L’association du football palestinien a eu beau annuler in extremis, vendredi 29 mai, un vote visant à expulser Israël de la FIFA, l’Etat hébreu reste confronté à d’autres types de menaces. « Le boycott académique international est devenu une menace stratégique de premier ordre pour Israël », a déclaré le Président de l’Etat, Reuven Rivlin, à l’issue d’une réunion de crise organisée en fin de semaine dernière à Jérusalem. De fait, les principaux responsables des universités et des centres de recherche du pays, aux côtés de représentants du ministère des Affaires étrangères, se sont rendus à la résidence présidentielle pour tirer la sonnette d’alarme.
But de la manœuvre : dénoncer les effets insidieux du mouvement appelant au boycott académique d’Israël qui tend à prendre de l’ampleur sur les campus des universités étrangères. Cette déferlante s’illustre de multiples manières. « Les chercheurs israéliens peinent à obtenir de l’avancement. Les multinationales leur commandent moins d’études scientifiques. Certains articles sont refusés sans véritable raison par le comité éditorial de revues académiques et les organisations estudiantines mettent la pression sur les dirigeants pour boycotter l’académie israélienne », ont mis en avant la vingtaine de participants conviés par Reuven Rivlin. De l’Institut Weizman, au Technion, en passant par les Universités de Tel-Aviv, Haïfa, Bar-Ilan, Ben Gourion, sans oublier les collèges académiques, la même inquiétude est relayée.
« Il est encore possible de stopper l’effet « boule de neige ». Mais nous entrons dans la dernière ligne droite. Il nous faut impérativement endiguer ce processus en Europe comme aux Etats-Unis », a fait remarquer Peretz Lavie, le « patron » du Technion, qui préside par ailleurs l’Association des responsables d’universités. « Les organisations estudiantines anti-israéliennes étaient relativement minoritaires dans le passé. Mais aujourd’hui, elles sont implantées dans toutes les universités qui comptent. Il est indispensable de porter ce sujet sur l’agenda public ».
Pour l’heure, la plupart des universités israéliennes se sont dotées de forum anti-boycott. Les Thinks tanks sont également entrés dans la danse, tel l’Institut Reut de Tel-Aviv, qui a organisé en janvier dernier le premier Hackathon estudiantin visant à désamorcer -par des solutions technologiques- les contenus anti-israéliens utilisés par les adeptes du boycott ; une manifestation de trois jours remportée par une équipe du centre interdisciplinaire d’Herzliya (IDC).
Boycott silencieux
Au cours des deux dernières années, de nombreuses institutions ont officiellement appelé au boycott académique contre Israël : à l’instar de l’Association pour les études moyen-orientales, l’Association américaine des Anthropologues, l’Association des Etudes américaines, sans compter les initiatives d’organisations estudiantines, voire du corps enseignant, établies en Irlande, en Californie ou au Canada.

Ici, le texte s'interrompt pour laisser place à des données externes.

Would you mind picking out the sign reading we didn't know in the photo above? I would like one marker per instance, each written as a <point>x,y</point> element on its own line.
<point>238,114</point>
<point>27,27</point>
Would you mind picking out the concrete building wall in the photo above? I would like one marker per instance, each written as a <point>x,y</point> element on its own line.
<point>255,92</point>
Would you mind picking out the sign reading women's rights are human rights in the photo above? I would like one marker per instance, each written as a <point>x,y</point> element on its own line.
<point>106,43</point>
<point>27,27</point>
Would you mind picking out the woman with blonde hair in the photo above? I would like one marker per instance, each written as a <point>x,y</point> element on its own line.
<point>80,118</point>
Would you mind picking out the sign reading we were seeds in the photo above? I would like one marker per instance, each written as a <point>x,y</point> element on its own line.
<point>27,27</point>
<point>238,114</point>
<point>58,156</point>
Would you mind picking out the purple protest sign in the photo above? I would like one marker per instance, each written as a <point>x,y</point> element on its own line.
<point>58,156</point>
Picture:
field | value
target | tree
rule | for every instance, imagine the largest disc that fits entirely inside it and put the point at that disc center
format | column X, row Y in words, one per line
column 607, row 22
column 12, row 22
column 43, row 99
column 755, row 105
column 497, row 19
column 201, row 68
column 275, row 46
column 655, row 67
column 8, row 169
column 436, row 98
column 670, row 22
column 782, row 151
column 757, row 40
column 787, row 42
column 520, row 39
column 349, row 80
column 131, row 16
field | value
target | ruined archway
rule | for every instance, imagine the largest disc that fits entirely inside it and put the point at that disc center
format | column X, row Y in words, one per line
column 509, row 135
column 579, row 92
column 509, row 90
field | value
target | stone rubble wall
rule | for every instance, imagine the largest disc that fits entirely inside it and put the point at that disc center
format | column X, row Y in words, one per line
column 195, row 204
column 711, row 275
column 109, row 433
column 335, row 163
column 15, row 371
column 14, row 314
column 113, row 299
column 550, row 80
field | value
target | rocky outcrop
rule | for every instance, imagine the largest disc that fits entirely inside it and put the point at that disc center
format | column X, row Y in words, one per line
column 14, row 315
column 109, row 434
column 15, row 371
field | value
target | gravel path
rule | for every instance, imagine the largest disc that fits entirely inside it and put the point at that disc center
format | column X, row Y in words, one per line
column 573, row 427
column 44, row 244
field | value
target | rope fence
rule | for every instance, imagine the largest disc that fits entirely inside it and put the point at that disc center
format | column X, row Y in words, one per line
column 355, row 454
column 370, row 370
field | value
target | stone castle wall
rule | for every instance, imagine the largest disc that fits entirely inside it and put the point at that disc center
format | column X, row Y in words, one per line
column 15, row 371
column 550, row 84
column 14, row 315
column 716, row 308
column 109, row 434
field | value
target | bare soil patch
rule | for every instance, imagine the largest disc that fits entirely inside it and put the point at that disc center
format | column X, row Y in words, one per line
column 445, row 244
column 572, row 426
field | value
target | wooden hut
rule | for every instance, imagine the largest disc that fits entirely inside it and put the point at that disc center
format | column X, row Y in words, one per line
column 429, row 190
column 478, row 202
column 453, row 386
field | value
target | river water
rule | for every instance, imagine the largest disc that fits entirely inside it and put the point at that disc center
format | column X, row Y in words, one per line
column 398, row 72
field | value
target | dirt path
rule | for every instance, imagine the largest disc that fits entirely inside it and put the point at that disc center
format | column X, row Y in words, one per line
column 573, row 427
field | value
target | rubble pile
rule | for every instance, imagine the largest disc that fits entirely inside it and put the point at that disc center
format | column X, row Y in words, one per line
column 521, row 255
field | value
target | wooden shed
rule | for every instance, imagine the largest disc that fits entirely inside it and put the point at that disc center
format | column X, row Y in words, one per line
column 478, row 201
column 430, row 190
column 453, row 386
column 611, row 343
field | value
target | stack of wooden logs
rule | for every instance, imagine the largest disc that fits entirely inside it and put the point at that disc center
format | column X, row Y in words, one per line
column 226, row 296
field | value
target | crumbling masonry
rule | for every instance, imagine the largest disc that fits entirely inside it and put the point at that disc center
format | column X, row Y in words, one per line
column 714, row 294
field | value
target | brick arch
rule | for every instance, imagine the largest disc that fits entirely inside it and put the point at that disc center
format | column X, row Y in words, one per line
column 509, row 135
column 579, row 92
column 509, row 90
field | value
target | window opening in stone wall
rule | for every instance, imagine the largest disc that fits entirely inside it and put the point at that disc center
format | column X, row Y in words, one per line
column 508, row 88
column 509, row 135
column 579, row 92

Comment en est-on arrivé là ? Pour Ruth Arnon, la présidente de l’Académie des sciences, la situation tient en partie au succès des campagnes du BDS pour le boycott, désinvestissement et sanctions contre Israël. « Ce mouvement doté de financements importants est très actif dans le domaine de la délégitimation d’Israël en général et de son académie en particulier », a-t-elle dénoncé.
De son côté, Menachem Ben-Sasson, le président de l’Université hébraïque de Jérusalem, a fustigé un « boycott silencieux » et qui n’est pas toujours déclaré de manière officielle. « D’où la nécessité d’aborder le sujet de manière franche et directe lors des rencontres officielles entre Israël et les leaders mondiaux, sur le plan diplomatique », a-t-il suggéré. L’Association des responsables d’universités a pour sa part récemment créé une base de données visant à recenser les formes plus ou plus explicites de boycott. Histoire d’aider les parties concernées à mettre en place un « dôme de fer » adapté au monde académique.